Australia, on the other hand, witnessed a rebound in retail property investment, with volumes nearly tripling year-on-year to US$592 million. As inflationary concerns and interest rate volatility begin to subside, consumer sentiment has improved—pushing retail sales higher and re-establishing confidence in the sector.

Strong Start to Q2 Amid Cautious Optimism

Knight Frank notes that early Q2 figures indicate further upward momentum, with US$5.6 billion in deals already inked in the opening weeks. Falling interest rates and stabilised asset prices are creating a more attractive financing environment, especially for debt-backed acquisitions.

Still, global economic uncertainty lingers. Christine Li, Head of Research, Asia-Pacific at Knight Frank, warns that tariff volatility remains a wild card.

“While capital markets are showing encouraging signs of recovery, fluctuating tariff policies—particularly those involving the US—could introduce new challenges,” Li said. “A full-scale tariff implementation could reignite inflationary pressures, forcing the US Fed to reconsider its rate strategy, which may ultimately suppress global investment activity. Sectors like retail and industrial, closely tied to consumer sentiment and trade flows, are especially vulnerable.”

Office Sector Remains a Beacon of Stability

Despite these macroeconomic headwinds, the office segment across Asia-Pacific continues to offer steady returns.
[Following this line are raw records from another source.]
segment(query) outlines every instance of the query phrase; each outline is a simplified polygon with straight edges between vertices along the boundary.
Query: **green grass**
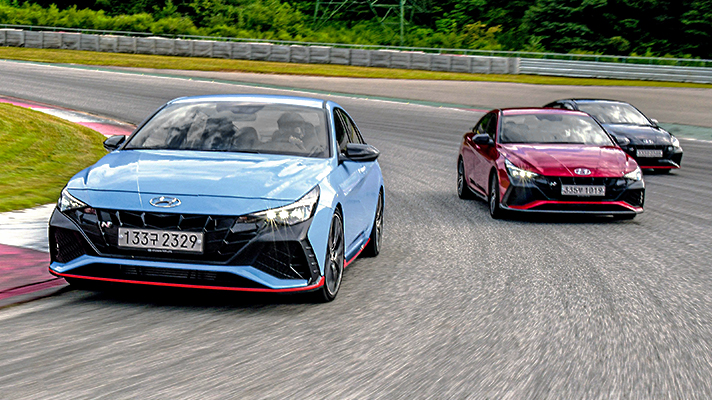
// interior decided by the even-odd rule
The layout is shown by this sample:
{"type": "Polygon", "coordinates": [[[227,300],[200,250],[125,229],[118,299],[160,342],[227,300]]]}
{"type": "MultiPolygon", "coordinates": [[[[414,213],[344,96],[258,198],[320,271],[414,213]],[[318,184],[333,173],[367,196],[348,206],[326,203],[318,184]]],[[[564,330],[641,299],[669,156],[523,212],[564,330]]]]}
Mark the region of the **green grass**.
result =
{"type": "Polygon", "coordinates": [[[57,201],[69,178],[106,154],[89,128],[0,103],[0,212],[57,201]]]}
{"type": "Polygon", "coordinates": [[[0,47],[0,59],[58,64],[115,67],[179,69],[195,71],[253,72],[263,74],[311,75],[350,78],[427,79],[449,81],[515,82],[540,85],[577,86],[657,86],[712,88],[712,85],[616,79],[563,78],[537,75],[488,75],[434,72],[390,68],[352,67],[328,64],[293,64],[266,61],[225,60],[217,58],[152,56],[142,54],[100,53],[77,50],[28,49],[0,47]]]}

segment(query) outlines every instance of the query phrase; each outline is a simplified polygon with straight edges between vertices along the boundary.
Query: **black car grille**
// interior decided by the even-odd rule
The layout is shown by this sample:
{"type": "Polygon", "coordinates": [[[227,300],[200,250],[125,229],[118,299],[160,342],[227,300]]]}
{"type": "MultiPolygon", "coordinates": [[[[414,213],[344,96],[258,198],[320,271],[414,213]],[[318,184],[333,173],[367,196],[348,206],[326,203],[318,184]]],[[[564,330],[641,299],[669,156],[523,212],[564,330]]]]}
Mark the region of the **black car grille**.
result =
{"type": "Polygon", "coordinates": [[[669,144],[631,144],[624,147],[626,153],[635,158],[641,167],[669,166],[666,160],[671,160],[676,164],[680,163],[682,154],[675,153],[675,149],[669,144]],[[662,150],[662,157],[638,157],[638,150],[662,150]]]}
{"type": "MultiPolygon", "coordinates": [[[[310,249],[307,249],[310,254],[310,249]]],[[[253,267],[280,279],[309,279],[309,263],[298,242],[266,243],[253,267]]]]}
{"type": "Polygon", "coordinates": [[[79,267],[71,275],[118,279],[135,282],[155,282],[194,286],[235,288],[264,288],[256,282],[229,272],[200,271],[192,269],[137,267],[133,265],[92,264],[79,267]]]}
{"type": "Polygon", "coordinates": [[[193,214],[152,213],[124,210],[94,210],[85,208],[68,213],[84,231],[92,244],[103,254],[130,256],[148,260],[227,263],[250,240],[263,224],[245,222],[241,217],[193,214]],[[117,245],[118,228],[158,229],[166,231],[202,232],[203,253],[147,252],[117,245]]]}
{"type": "MultiPolygon", "coordinates": [[[[617,211],[620,206],[603,205],[600,210],[598,206],[590,205],[565,205],[566,202],[615,202],[624,201],[635,207],[643,205],[643,189],[629,189],[630,180],[624,178],[592,178],[592,177],[539,177],[533,181],[533,186],[510,186],[506,194],[505,203],[508,206],[523,206],[534,201],[557,201],[560,204],[542,205],[537,207],[540,210],[567,210],[571,211],[590,208],[589,211],[617,211]],[[561,194],[562,185],[592,185],[605,186],[604,196],[568,196],[561,194]],[[611,208],[612,207],[612,208],[611,208]]],[[[630,211],[629,209],[625,209],[630,211]]]]}
{"type": "Polygon", "coordinates": [[[645,191],[642,189],[629,190],[623,195],[621,200],[631,206],[643,207],[643,204],[645,203],[645,191]]]}
{"type": "Polygon", "coordinates": [[[81,233],[63,228],[51,228],[50,230],[50,258],[52,261],[68,263],[79,258],[87,251],[86,241],[81,233]]]}
{"type": "MultiPolygon", "coordinates": [[[[590,177],[547,177],[546,183],[537,182],[537,186],[547,197],[547,200],[558,201],[615,201],[626,190],[628,182],[622,178],[590,178],[590,177]],[[605,186],[604,196],[577,197],[561,194],[562,185],[592,185],[605,186]]],[[[541,199],[544,200],[544,199],[541,199]]]]}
Japan and Australia, in particular, are seeing sustained rental growth and high occupancy rates, reinforcing the sector’s appeal to risk-averse institutional investors.

As structural advantages such as limited new supply and entrenched work patterns continue to support office market fundamentals, this asset class is expected to remain a cornerstone of cross-border investment strategies throughout 2025.

In an environment marked by geopolitical flux and shifting economic signals, Asia-Pacific’s commercial real estate sector is demonstrating a rare combination of resilience and opportunity—making it a bright spot on the global investment map.